Cancer-associated SMARCAL1 loss-of-function mutations promote alternative lengthening of telomeres and tumorigenesis in telomerase-negative glioblastoma cells

AbstractTelomere maintenance mechanisms are a hallmark of cancer and are required to enable the replicative immortality of malignant cells. While most cancers activate the enzyme telomerase for telomere maintenance, a subset of cancers (~10-15%) use telomerase-independent mechanisms termed alternative lengthening of telomeres (ALT). ALT is characterized by elevated replication stress at telomeres, telomere synthesis via homology directed-repair mechanisms, and is frequently associated with mutations in the ATRX gene.
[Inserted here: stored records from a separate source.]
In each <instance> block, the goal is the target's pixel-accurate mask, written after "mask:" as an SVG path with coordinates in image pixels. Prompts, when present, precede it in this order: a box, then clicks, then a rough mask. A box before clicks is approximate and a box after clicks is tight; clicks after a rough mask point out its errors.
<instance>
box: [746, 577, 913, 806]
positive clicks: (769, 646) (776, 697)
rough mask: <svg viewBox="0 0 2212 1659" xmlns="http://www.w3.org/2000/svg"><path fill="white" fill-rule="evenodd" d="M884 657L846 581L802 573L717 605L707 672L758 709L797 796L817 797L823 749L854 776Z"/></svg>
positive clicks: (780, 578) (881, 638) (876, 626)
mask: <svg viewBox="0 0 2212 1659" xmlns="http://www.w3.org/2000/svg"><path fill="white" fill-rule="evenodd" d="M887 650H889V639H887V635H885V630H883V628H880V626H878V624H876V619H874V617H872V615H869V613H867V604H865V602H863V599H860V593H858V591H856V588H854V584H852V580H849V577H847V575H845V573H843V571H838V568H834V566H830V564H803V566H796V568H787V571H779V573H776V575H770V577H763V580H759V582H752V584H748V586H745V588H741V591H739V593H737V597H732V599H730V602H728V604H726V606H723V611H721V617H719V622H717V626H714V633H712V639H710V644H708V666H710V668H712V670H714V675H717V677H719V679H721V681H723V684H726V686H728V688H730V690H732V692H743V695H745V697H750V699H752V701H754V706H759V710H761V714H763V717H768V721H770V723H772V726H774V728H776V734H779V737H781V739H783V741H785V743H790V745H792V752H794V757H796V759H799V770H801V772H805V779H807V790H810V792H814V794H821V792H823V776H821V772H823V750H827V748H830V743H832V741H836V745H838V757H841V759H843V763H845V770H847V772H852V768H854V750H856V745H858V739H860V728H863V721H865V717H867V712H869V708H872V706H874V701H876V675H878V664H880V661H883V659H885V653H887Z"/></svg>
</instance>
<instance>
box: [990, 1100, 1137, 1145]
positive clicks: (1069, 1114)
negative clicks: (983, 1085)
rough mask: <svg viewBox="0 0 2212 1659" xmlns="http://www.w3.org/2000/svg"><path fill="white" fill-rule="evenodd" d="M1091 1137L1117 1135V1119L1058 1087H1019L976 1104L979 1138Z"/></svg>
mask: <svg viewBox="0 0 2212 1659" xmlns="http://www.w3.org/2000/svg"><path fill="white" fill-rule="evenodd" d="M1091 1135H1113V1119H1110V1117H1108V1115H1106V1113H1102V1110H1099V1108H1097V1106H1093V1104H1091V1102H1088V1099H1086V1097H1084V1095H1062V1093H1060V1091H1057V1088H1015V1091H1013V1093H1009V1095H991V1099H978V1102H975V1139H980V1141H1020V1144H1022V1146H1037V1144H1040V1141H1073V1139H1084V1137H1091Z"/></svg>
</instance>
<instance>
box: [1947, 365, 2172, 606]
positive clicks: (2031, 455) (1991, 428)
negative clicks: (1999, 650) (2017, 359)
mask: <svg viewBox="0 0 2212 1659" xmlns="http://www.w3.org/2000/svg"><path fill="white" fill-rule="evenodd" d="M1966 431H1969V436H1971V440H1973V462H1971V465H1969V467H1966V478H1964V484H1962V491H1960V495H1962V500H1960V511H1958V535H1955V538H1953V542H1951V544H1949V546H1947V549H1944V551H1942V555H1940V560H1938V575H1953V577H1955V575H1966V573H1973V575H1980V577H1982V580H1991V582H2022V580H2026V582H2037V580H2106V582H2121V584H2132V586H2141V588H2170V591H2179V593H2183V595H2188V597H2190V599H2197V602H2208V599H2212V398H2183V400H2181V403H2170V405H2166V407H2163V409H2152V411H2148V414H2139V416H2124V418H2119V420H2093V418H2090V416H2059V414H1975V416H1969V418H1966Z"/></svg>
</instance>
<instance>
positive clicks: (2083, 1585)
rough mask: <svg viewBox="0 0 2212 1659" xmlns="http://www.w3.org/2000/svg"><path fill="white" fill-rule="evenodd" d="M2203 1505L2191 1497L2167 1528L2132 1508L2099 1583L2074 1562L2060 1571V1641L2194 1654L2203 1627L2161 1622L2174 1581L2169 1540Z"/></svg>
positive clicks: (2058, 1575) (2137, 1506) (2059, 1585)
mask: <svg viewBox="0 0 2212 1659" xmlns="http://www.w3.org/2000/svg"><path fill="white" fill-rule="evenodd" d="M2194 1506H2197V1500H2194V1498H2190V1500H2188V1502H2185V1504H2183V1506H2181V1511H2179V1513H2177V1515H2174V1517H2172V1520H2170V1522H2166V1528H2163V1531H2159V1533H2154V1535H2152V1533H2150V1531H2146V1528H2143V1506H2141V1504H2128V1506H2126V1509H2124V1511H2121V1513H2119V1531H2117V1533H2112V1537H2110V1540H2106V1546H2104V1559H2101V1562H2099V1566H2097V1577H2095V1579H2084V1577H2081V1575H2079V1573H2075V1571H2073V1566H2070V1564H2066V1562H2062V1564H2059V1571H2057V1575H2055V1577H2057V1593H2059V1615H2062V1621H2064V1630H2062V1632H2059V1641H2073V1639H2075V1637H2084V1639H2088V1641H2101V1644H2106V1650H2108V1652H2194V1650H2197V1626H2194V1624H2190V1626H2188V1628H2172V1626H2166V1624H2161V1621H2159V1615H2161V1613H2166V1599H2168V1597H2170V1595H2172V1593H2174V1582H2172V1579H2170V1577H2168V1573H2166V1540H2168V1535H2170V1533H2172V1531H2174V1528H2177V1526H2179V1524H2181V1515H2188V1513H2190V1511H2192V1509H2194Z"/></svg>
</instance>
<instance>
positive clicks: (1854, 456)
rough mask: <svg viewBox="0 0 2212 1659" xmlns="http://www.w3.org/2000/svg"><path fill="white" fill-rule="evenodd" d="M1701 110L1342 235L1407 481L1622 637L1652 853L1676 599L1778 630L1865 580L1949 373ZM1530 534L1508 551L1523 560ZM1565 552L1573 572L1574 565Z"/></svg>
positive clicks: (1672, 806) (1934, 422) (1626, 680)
Because ALT is absent in non-malignant proliferating cells, therapeutic strategies targeting ALT-mediated telomere synthesis is an area of significant translational and clinical interest. We previously showed that a subset of adult GBM patients with ATRX-expressing ALT-positive tumors harbored loss-of-function mutations in the SMARCAL1 gene. SMARCAL1 is an annealing helicase involved in replication fork remodeling and the resolution of replication stress. In this study, we used a patient-derived ALT-positive GBM cell line with native SMARCAL1 deficiency to investigate the role of SMARCAL1 in ALT-mediated telomere synthesis and gliomagenesis in vivo. Our results show that inducible rescue of SMARCAL1 expression suppresses ALT indicators and inhibits de novo telomere synthesis in GBM and osteosarcoma cells, suggesting that SMARCAL1 deficiency plays a functional role in ALT induction in cancers that natively lack SMARCAL1 function. Further, SMARCAL1-deficient ALT-positive cells can be serially propagated in vivo in the absence of detectable telomerase activity, suggesting that the SMARCAL1-deficient ALT phenotype maintains telomeres in a manner that promotes tumorigenesis. In summary, we show that SMARCAL1 loss-of-function mutations are permissive to ALT and promote gliomagenesis. We also established isogenic model systems that permit the dynamic modulation of ALT activity, which will be valuable for future studies aimed at understanding the molecular mechanisms of ALT and for identifying novel anti-cancer therapeutics that target the ALT phenotype.